L'adoption du texte sur la défense de la langue à l'Assemblée

Le français aura sa loi

■ « II n'est en rien question de brider la liberté des langues régionales », affirme Jaques Toubon

■ Les accents de « France Telecom » seraient rétablis

■ Grandes manœuvres autour de la langue française. Depuis plusieurs jours, les députés examinent le projet de loi Toubon sur le maintien d'une certaine indépendance linguistique face à l'envahissement d'un anglais souvent employé à tort et à travers, un véritable « sabir d'aéroport », comme le décriait Philippe de Saint-Robert.

Hier, Jacques Toubon a défendu son projet en le qualifiant de réaliste. Dans l'hémicycle, les langues régionales ont été hier au cœur du débat. Le projet devait être adopté dans la nuit par la majorité RPR et UDF, avec l'abstention probable des socialistes et des communistes.

Le projet de loi vise à compléter la loi de 1975, dite Bas-Lauriol, qui n'était plus appliquée.

« Show room »

Élaborée dans un souci de protection du consommateur, le projet, déjà adopté en première lecture par les sénateurs, se veut « loi de service et non de contrainte ». Sans contrôler la qualité de la langue, il rend l'emploi du français obligatoire dans les émissions et les messages publicitaires.

Il impose également l'usage de la langue française dans les inscriptions destinées à l'information du public. Le texte interdit notamment aux personnes publiques, ainsi qu'aux personnes chargées d'une mission de service public, de faire usage de marques comportant une expression ou un terme étranger. Ainsi le manque d'accent sur « télécom » dans « France-Telecom » sont prohibés, tout comme le terme "show-room" en vitrine.

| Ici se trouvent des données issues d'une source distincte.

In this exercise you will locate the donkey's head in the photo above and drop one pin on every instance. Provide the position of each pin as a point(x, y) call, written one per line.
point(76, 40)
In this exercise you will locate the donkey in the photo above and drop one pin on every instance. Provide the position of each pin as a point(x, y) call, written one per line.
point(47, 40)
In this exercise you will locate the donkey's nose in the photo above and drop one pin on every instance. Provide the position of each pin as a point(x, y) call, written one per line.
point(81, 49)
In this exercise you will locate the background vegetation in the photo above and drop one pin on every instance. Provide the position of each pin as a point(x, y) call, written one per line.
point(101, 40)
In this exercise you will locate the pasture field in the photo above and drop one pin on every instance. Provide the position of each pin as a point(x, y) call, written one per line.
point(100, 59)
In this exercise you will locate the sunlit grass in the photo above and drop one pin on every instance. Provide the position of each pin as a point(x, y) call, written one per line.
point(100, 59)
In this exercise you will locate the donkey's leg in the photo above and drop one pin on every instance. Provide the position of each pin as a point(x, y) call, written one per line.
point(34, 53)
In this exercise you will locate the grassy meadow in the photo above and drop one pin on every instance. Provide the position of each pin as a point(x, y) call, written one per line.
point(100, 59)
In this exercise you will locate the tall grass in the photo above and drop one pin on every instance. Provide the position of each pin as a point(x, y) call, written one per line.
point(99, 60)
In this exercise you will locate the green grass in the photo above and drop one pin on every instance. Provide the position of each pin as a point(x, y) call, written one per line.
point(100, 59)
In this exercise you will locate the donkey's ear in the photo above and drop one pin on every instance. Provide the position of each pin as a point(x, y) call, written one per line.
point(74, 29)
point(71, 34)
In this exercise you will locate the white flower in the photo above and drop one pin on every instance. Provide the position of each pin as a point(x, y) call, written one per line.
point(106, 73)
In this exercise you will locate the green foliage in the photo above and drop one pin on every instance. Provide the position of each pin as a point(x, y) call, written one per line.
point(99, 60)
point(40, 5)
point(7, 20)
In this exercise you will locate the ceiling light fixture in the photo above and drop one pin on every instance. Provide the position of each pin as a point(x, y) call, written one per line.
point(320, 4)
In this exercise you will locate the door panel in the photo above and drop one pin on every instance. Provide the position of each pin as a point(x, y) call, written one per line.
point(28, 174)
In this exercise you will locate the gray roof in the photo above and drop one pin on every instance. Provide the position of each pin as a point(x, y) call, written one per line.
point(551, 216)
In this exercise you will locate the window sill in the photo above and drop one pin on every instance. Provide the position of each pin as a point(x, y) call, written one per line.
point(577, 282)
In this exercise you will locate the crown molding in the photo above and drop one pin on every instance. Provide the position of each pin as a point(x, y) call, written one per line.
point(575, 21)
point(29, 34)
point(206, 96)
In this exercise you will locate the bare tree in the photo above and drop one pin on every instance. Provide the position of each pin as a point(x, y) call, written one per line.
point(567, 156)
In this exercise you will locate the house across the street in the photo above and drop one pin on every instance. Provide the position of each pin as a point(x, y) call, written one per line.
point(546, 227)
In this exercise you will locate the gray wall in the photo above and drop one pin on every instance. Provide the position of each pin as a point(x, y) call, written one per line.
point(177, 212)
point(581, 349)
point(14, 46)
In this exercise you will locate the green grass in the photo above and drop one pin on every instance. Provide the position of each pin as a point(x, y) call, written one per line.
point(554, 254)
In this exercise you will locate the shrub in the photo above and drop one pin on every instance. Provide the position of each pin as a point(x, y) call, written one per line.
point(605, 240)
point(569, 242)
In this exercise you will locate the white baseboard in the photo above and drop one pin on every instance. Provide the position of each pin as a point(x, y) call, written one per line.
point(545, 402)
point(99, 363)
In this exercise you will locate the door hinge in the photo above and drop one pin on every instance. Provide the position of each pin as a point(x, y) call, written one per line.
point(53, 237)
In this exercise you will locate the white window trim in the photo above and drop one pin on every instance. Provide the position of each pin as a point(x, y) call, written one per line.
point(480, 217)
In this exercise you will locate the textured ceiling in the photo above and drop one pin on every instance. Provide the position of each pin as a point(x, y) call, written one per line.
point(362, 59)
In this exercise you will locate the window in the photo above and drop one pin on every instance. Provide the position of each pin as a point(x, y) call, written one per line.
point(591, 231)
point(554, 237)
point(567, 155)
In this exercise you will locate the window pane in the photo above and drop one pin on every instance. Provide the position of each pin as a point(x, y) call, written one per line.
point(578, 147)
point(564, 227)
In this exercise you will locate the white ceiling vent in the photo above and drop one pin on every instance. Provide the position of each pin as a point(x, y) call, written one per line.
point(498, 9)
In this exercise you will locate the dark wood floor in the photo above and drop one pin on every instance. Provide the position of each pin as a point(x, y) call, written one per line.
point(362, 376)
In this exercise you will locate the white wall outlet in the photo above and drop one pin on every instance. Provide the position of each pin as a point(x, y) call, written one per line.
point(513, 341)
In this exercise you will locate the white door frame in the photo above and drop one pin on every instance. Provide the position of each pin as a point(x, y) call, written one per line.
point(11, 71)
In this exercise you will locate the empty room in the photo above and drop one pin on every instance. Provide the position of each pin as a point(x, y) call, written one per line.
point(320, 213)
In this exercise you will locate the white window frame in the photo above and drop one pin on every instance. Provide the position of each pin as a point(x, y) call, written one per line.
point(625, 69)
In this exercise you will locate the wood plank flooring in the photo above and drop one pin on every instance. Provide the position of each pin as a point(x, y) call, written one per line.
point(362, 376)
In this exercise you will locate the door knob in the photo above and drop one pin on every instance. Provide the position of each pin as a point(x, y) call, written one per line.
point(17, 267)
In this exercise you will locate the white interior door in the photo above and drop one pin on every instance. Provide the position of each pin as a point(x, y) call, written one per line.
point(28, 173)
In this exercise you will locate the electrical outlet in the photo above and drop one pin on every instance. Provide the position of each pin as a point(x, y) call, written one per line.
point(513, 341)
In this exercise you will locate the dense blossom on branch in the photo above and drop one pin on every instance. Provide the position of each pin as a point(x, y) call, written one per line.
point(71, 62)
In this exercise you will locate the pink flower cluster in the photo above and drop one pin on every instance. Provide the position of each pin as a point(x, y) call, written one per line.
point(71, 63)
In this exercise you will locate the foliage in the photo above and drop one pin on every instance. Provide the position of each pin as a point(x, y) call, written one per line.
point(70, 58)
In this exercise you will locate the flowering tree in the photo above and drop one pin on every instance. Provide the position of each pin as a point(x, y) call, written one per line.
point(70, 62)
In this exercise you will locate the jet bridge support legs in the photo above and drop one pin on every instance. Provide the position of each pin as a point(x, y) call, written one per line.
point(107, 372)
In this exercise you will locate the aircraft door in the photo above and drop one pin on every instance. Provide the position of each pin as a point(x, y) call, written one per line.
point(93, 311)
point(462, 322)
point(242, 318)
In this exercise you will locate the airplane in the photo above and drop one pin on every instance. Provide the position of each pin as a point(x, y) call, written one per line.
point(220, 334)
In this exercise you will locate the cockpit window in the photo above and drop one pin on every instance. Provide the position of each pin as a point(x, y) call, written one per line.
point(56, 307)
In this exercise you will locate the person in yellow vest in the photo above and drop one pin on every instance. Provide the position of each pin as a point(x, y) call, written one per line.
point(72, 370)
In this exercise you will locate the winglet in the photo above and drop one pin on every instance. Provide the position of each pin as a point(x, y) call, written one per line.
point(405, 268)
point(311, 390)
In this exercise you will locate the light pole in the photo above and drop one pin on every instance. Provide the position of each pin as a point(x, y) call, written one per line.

« Aucune manifestation, aucun colloque ou congrès, ne doit être organisé en France, par des personnes physiques ou morales de nationalité française, sans que le français puisse être utilisé lors des communications et débats », stipule-t-il également.

Si l'on avait envisagé au départ de traduire les titres des œuvres cinématographiques étrangères - "Jurassic park" aurait du devenir « Parc jurassique » -, cette disposition a été finalement écartée. De même, une enseigne qui est une dénomination d'entreprise n'est pas visée en principe. Les "hair shop", "garden center", "fast-food", devraient ainsi perdurer.

Enfin, le projet prévoit un dispositif de contrôle afin de permettre une bonne application de la loi : retrait des subventions éventuelles, peines d'emprisonnement et d'amende.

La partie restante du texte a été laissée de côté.